The given data follows a One-Compartment Model with linear eliminiation

pk_28       = @model begin
  @param begin
    a        RealDomain(lower=0)
    b        RealDomain(lower=0)
    c        RealDomain(lower=0)
    d        RealDomain(lower=0)
    Ω        PDiagDomain(2)
    σ²_prop  RealDomain(lower=0)
  end

  @random begin
    η       ~ MvNormal(Ω)
  end

  @covariates BW

  @pre begin
    Cl      = a * (BW)^b * exp(η[1])
    Vc      = c * (BW)^d * exp(η[2])
  end

  @dynamics begin
    Central'= -(Cl/Vc)*Central
  end

  @derived begin
    cp      = @. Central/Vc
    dv      ~ @. Normal(cp, sqrt(cp^2*σ²_prop))
    nca    := @nca cp
    AUC     = NCA.auc(nca)
    CL      = NCA.cl(nca)
    V       = NCA.vz(nca)
    t_half  = NCA.thalf(nca)
  end
end
PumasModel
  Parameters: a, b, c, d, Ω, σ²_prop
  Random effects: η
  Covariates: BW
  Dynamical variables: Central
  Derived: cp, dv, AUC, CL, V, t_half
  Observed: cp, dv, AUC, CL, V, t_half

Parameters

  • a - typical value of clearance among the species

  • b - scaling parameter for Cl

  • c - typical value of volume of distribution among the species

  • d - scaling parameter for Vc

param = ( a       = 0.319142230070251,
          b       = 0.636711976371785,
          c       = 3.07665859278123,
          d       = 1.03093780182922,
          Ω       = Diagonal([0.0,0.0]),
          σ²_prop = 0.01)
(a = 0.319142230070251, b = 0.636711976371785, c = 3.07665859278123, d = 1.
03093780182922, Ω = [0.0 0.0; 0.0 0.0], σ²_prop = 0.01)

Dosage Regimen

  • Species 1 (Mouse) - 25μg IV-Bolus and bodyweight (23grams)

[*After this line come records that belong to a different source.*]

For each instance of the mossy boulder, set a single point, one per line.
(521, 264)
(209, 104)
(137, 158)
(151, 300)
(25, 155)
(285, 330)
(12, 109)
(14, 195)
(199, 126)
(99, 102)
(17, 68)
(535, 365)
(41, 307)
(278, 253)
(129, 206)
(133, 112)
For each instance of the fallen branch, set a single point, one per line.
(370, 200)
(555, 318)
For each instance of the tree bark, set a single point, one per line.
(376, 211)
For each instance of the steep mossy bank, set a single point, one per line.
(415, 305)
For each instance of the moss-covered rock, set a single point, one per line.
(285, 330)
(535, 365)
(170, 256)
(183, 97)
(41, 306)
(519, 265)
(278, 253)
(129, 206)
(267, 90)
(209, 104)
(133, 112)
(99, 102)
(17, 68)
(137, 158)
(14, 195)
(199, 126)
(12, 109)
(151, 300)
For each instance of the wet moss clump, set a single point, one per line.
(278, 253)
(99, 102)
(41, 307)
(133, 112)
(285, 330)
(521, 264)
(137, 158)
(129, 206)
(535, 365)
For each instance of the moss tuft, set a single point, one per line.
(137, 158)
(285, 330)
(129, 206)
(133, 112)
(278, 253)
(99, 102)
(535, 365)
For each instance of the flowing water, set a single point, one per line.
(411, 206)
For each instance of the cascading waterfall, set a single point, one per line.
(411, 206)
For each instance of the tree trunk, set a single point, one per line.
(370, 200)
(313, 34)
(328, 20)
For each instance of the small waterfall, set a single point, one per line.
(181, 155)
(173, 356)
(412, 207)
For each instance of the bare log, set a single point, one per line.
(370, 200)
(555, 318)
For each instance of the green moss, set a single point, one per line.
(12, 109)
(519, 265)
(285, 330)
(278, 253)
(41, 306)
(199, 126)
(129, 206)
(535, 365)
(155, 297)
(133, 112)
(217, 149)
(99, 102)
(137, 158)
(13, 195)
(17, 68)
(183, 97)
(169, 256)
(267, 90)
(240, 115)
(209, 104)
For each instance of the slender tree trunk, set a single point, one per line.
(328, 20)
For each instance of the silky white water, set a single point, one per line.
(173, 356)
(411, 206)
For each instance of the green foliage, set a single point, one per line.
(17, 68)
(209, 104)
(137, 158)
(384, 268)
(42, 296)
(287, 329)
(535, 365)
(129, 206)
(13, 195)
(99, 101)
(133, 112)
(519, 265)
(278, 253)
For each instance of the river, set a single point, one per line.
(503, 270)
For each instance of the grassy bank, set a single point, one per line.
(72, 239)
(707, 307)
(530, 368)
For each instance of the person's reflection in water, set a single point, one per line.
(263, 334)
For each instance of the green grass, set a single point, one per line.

  • Species 2 (Rat) - 500μg IV-Bolus and bodyweight (250grams)

  • Species 3 (Human) - 100000μg IV-Bolus and bodyweight (70kg)

ev1      = DosageRegimen(25, cmt=1, time=0, route=NCA.IVBolus)
sub1     = Subject(id="Mouse", events=ev1, covariates=(BW=0.023,), time=[0,0.167,0.5,2,4,6])
ev2      = DosageRegimen(500, cmt=1, time=0,route=NCA.IVBolus)
sub2     = Subject(id="Rat", events=ev2, covariates=(BW=0.250,), time=[0,0.167,0.33,0.5,1,2,4,8,12,15])
ev3      = DosageRegimen(100000, cmt=1, time=0, route=NCA.IVBolus)
sub3     = Subject(id="Human", events=ev3, covariates=(BW=70,), time=[0,1,2,4,8,12,24,36,48,72])
pop3_sub = [sub1,sub2,sub3]
Population
  Subjects: 3
  Covariates: BW

Simulation

Random.seed!(123)
sim_pop3 = simobs(pk_28, pop3_sub, param)
df1      = DataFrame(sim_pop3)

Dataframe and Plotting

A plot of Concentration vs Time data from three different species

@df df1 plot(:time, :cp, yaxis=:log, group=:id, linewidth=3,
             title="Plasma Concentration vs Time", xlabel="Time (hr)", ylabel="Concentration (ug/L)",
             yticks=[10,100,1000], ylims=(10,1000),xticks=[0,10,20,30,40,50,60,70,80])
@df df1 scatter!(:time, :dv, yaxis=:log, label="Obs - Conc" )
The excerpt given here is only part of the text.